The Iowa State University Center for Women and Politics says a record number of women will be serving in the Iowa Legislature next year as a result of the 2018 election. There will still be more than twice as many men in the legislature, but 45 women will serve in the Iowa House and Senate when lawmakers convene in January — an all-time record.
Melissa Gesing is executive director of an Iowa group that encourages women to run for office.
“We are so thrilled with the progress being made at the state and national levels with electing women and really are looking forward to 2019 and 2020,” she says. “We know we have a lot of work yet to do.”
The name of Gesing’s group is “50-50 in 2020” and its goal is to reach the point in Iowa where half of elected officials are men and half are women.
“We are very close,” Gesing says. “We have achieved equity from our federal delegation from Iowa, so now the state House and state Senate still need more female representation.”
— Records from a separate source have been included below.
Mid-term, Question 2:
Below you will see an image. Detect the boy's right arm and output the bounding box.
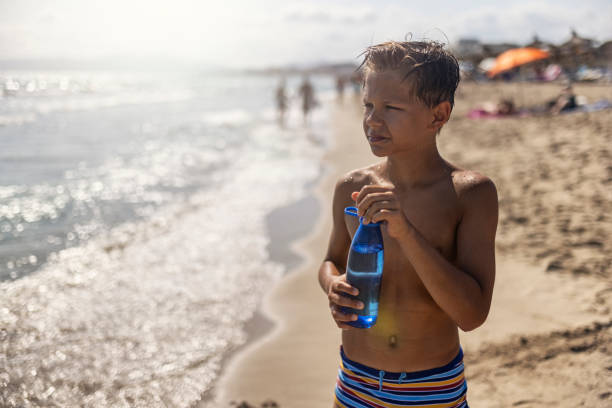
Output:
[319,178,363,329]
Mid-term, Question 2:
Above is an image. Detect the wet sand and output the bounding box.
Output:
[208,83,612,408]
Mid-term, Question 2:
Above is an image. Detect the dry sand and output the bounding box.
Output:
[210,83,612,408]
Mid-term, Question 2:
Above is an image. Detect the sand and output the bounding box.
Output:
[207,83,612,408]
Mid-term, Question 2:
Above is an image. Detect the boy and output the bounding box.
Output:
[319,42,497,408]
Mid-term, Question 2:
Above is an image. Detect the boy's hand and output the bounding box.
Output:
[327,273,364,329]
[351,185,410,239]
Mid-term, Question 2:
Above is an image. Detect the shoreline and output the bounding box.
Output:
[206,97,373,408]
[207,84,612,408]
[196,188,324,407]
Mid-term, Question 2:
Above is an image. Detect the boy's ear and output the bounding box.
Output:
[429,101,452,132]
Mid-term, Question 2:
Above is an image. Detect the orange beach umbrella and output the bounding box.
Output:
[487,48,550,77]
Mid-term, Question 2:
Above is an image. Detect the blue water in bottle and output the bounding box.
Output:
[343,207,384,328]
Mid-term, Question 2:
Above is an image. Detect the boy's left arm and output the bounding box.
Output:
[353,176,498,331]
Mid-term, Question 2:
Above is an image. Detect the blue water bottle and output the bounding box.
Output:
[343,207,384,329]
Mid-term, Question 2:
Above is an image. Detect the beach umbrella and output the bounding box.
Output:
[488,48,550,77]
[478,58,495,72]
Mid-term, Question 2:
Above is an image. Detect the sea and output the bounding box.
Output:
[0,69,334,407]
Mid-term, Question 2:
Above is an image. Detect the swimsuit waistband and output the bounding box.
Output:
[340,346,463,380]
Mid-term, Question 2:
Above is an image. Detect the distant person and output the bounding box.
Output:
[336,75,346,100]
[276,79,289,126]
[547,84,578,115]
[318,41,498,408]
[298,77,316,124]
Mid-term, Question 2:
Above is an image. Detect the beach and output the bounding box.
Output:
[208,83,612,408]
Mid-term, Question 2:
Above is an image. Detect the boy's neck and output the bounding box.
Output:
[383,144,450,189]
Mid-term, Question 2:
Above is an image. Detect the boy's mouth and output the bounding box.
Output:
[368,135,388,143]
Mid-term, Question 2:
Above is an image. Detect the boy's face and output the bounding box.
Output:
[363,71,436,157]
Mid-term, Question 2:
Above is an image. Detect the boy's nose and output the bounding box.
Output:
[365,109,382,126]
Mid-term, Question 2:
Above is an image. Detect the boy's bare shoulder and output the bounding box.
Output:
[452,169,497,210]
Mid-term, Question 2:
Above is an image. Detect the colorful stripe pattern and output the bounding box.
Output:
[335,347,468,408]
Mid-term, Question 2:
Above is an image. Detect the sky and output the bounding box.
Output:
[0,0,612,68]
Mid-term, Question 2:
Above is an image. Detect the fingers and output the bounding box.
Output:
[330,305,357,329]
[328,293,364,310]
[363,199,400,223]
[330,280,359,296]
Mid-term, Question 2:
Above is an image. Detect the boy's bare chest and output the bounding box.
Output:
[345,192,460,263]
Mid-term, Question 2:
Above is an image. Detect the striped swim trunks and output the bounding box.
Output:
[335,346,468,408]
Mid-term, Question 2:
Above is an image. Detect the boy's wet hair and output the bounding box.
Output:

In January, after Cindy Axne and Abby Finkenauer are sworn in as congresswomen, they’ll join U.S. Senator Joni Ernst so that Iowa’s congressional delegation will be made up of three women and three men.
A record number of women will be serving in the next congress. On this day after the election, Gesing is already encouraging Iowa women who’ve been thinking of running for office to do it.
“Women often have to be asked multiple times, so this is your first ask to run,” Gesing says. “You are qualified and your experiences are valuable to be brought to the table.”
50-50 in 2020 will host day-long seminars around the state this year and sponsor a “see yourself here” day at the Iowa capitol for women to interact with other women who are already in elected office. The Iowa State University Center for Women and Politics will sponsor a “Ready to Run” event this year as well.